Read from December 30, 2011 to January 02, 2012

Delaney Collins is a very ‘cool’ chick; she has been for a good, long time. However, when readers first meet up with her she is having beyond a bad day. This is a girl who buys second-hand boots and refurbishes them to make them look beyond awesome. She loves clothes - the dark, weird type - and she and her best friend were even looking at doing a line of clothing called, “Shredded Death.” That was until her Mom, a nurse, became the patient, and was taken away from her far too soon.

Now Delaney is on a plane flying across the country to live with a father she has barely ever seen. His name is Dr. Hank, one of those ‘life coach’ gurus that writes books (Luck is For Losers), and stands up on stages across the country with a fake smile plastered on his face promising people that he can solve all their problems, as long as they give him a lot of cash.

Delaney wants nothing more than to stay in Jersey and live with her best friend, Posh.

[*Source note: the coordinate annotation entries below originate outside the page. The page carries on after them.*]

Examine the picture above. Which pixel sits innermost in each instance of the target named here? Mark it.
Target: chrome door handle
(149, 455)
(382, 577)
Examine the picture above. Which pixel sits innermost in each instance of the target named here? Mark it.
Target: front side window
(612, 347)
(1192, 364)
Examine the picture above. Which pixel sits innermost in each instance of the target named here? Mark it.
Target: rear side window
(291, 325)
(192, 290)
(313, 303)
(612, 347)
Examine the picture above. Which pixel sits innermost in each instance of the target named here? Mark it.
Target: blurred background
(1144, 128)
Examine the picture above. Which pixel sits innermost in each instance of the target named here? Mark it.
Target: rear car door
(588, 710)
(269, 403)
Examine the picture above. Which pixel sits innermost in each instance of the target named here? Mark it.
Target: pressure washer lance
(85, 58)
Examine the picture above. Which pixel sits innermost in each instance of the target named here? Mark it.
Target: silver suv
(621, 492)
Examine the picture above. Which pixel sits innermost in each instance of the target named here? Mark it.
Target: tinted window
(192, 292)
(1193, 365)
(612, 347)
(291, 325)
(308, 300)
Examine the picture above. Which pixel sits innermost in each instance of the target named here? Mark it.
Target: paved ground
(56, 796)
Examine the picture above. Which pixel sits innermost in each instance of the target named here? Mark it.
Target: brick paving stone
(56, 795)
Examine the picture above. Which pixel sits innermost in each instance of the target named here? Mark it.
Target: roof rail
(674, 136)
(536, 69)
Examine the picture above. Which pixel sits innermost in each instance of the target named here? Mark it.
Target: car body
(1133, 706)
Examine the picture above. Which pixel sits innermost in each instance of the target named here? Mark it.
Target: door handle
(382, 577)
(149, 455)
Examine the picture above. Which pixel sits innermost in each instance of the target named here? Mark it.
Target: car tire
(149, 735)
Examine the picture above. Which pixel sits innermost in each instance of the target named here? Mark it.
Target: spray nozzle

Instead, the law stuck her with this guy, and she is sitting on a plane with a little girl who is the ultimate fairy-tale princess bugging the bejeezus out of her the entire flight.

When she meets up with her father, he’s just like she remembers as he drives her to a house in a “Stepford-type” neighborhood. The house seems almost empty, and her father explains that he travels a lot and isn’t home much. In fact, two minutes after Delaney gets there he has to run out to deal with one of his “clients.”

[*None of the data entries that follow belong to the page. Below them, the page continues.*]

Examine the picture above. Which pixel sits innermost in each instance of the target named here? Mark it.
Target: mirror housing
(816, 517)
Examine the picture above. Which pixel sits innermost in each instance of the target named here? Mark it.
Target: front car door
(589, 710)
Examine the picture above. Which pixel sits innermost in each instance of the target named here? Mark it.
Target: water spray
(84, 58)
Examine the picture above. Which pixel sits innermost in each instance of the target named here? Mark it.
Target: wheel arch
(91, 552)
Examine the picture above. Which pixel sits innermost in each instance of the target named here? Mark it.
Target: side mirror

When she gets to school Delaney soon finds out that she is in the laid-back world of pep-rallies and pastels - not a real Goth in sight. She does meet Flynn, a boy who likes his camera and becomes her lab partner, not to mention one of the only people who remotely seems normal. Cadie is the supermodel of the teens, and her perky friend, Mia, is the sweet annoying one who always seems to start a sentence with: Like, you know.

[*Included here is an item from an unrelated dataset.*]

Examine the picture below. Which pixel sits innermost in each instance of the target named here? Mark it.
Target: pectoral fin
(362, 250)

But what Delaney soon figures out is that first impressions are very misleading - especially when it comes to her father. Seems that a life coach is a cover for something far more interesting and his “supernatural” gifts have apparently showed up in Delaney’s DNA.

This is a fantastically fun tale that teaches readers if you want to ‘change’ something, change it on the inside, then the rest of the world will look a whole lot better. This is one you will not forget!